Tenía miedo, estaba sola. Sólo la luna me acompañaba. Era preciosa, sin igual. Me senté en el suelo, acerqué mis piernas al pecho y observé el cielo estrellado. Las estrellas brillaban más que cualquier otro día, estaban vestidas de gala, esperaban algo o alguien. Mi mirada se perdía entre su grandiosa magia. Miraba su halo con admiración. Respiraba, dejaba entrar cada pequeña partícula de oxígeno en mis pulmones. Cerraba los ojos y recordaba, no dejaba de hacerlo. Mi corazón estaba dolorido, aún no había conseguido recuperarse de tanto sufrimiento. Mis labios habían perdido su movilidad, ya no querían sonreír. Mis ilusiones yacían en el suelo a mi lado. Daban gritos de compasión en medio de la nada. Nadie les oía, eran ignorados por todos los seres de esta maldita y recóndita tierra. Sólo él quiso oírme.
Muerta en vida, así estaba. Mi alma dejó mi cuerpo hace ya tiempo. Estaba hundida, me sentía vacía. Gritaba en silencio. Suplicaba clemencia. Quería volver a ser esa niña con ilusiones de adulta. Sentir en cada poro de mi piel mil y una sensaciones. Conocer el amor...
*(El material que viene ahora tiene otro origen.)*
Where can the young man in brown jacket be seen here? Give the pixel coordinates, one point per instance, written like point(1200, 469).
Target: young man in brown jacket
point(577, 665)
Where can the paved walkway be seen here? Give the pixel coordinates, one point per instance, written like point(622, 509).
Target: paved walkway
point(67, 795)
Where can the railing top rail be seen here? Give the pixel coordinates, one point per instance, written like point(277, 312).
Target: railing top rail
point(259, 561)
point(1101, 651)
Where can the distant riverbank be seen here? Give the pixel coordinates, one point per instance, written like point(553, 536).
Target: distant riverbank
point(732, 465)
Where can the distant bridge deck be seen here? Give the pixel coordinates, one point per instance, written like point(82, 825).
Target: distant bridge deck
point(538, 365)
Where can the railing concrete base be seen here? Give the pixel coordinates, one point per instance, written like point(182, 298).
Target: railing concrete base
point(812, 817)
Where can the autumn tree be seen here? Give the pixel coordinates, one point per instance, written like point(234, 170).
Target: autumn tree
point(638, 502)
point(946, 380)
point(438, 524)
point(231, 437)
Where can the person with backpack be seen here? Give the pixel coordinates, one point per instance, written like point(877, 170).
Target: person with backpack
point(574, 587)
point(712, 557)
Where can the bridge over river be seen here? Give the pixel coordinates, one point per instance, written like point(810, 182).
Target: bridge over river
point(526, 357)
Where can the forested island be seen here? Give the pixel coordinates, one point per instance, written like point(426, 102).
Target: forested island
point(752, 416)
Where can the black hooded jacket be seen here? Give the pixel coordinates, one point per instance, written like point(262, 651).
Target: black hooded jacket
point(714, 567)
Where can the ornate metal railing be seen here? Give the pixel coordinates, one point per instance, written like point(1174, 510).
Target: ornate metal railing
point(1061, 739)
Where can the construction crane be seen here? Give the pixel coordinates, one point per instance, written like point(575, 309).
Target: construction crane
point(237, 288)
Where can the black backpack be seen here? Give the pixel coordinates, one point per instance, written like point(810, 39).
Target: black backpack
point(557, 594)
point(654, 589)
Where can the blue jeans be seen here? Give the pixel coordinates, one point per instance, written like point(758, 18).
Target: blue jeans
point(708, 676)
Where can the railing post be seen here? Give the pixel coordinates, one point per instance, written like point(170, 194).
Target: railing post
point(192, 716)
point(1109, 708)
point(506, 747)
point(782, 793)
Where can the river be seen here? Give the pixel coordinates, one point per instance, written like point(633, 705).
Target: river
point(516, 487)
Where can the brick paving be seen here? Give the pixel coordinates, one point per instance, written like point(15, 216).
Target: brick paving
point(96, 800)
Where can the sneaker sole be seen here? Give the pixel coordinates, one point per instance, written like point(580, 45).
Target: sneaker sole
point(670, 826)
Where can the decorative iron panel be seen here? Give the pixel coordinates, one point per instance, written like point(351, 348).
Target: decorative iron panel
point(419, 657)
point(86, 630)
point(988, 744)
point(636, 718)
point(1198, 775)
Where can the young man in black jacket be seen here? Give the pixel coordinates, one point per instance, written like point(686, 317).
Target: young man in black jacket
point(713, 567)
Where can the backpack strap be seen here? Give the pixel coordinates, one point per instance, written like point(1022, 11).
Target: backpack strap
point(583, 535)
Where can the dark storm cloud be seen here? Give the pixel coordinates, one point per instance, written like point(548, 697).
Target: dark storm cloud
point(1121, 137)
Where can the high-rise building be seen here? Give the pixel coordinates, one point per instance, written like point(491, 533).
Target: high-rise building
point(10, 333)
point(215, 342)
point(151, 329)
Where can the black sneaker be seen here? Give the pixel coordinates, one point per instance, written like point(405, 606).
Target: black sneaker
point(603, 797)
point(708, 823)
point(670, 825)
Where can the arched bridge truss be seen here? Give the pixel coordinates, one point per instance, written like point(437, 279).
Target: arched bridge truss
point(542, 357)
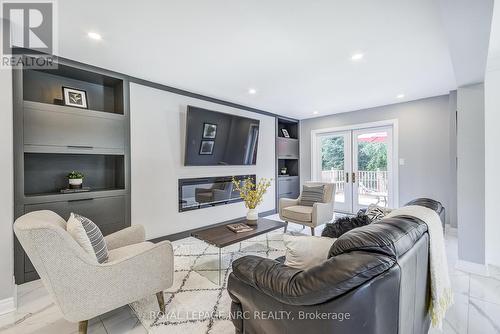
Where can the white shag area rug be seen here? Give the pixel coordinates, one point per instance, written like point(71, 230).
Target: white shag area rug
point(196, 303)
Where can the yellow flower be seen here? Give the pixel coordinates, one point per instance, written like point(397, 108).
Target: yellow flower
point(251, 193)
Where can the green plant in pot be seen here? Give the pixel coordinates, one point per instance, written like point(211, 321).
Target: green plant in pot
point(75, 180)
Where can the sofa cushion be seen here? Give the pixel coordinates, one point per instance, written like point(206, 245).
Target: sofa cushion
point(298, 213)
point(88, 236)
point(311, 195)
point(129, 251)
point(390, 236)
point(344, 224)
point(305, 251)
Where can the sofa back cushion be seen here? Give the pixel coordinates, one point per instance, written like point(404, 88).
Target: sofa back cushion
point(391, 236)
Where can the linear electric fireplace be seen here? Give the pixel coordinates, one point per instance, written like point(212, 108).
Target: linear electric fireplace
point(198, 193)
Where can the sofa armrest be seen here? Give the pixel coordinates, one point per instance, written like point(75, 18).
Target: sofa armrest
point(322, 213)
point(316, 285)
point(128, 236)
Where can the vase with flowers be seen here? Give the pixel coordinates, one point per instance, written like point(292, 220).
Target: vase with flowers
point(252, 194)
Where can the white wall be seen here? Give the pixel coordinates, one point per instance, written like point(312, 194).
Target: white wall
point(6, 189)
point(470, 174)
point(157, 155)
point(424, 143)
point(492, 140)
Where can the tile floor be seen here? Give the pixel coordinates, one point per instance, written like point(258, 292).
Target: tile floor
point(476, 308)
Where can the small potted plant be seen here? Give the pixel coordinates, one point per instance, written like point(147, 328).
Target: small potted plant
point(252, 195)
point(75, 180)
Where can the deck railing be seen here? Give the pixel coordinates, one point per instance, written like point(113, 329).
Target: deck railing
point(369, 181)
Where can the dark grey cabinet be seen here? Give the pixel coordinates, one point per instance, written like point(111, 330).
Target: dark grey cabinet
point(287, 159)
point(60, 129)
point(51, 140)
point(288, 186)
Al final del túnel, cuando ya no hay ni un mísero rayo de luz y la esperanza huye corriendo, lo das todo por perdido. Pero no es así... Una pequeña luz cobra fuerza y se hace notar. Te envuelve entera, te hace revivir viejos sentimientos. Te devuelve la vida. Él lo hizo, me protegió. Nuestras historias se fundieron en una sola, la nuestra.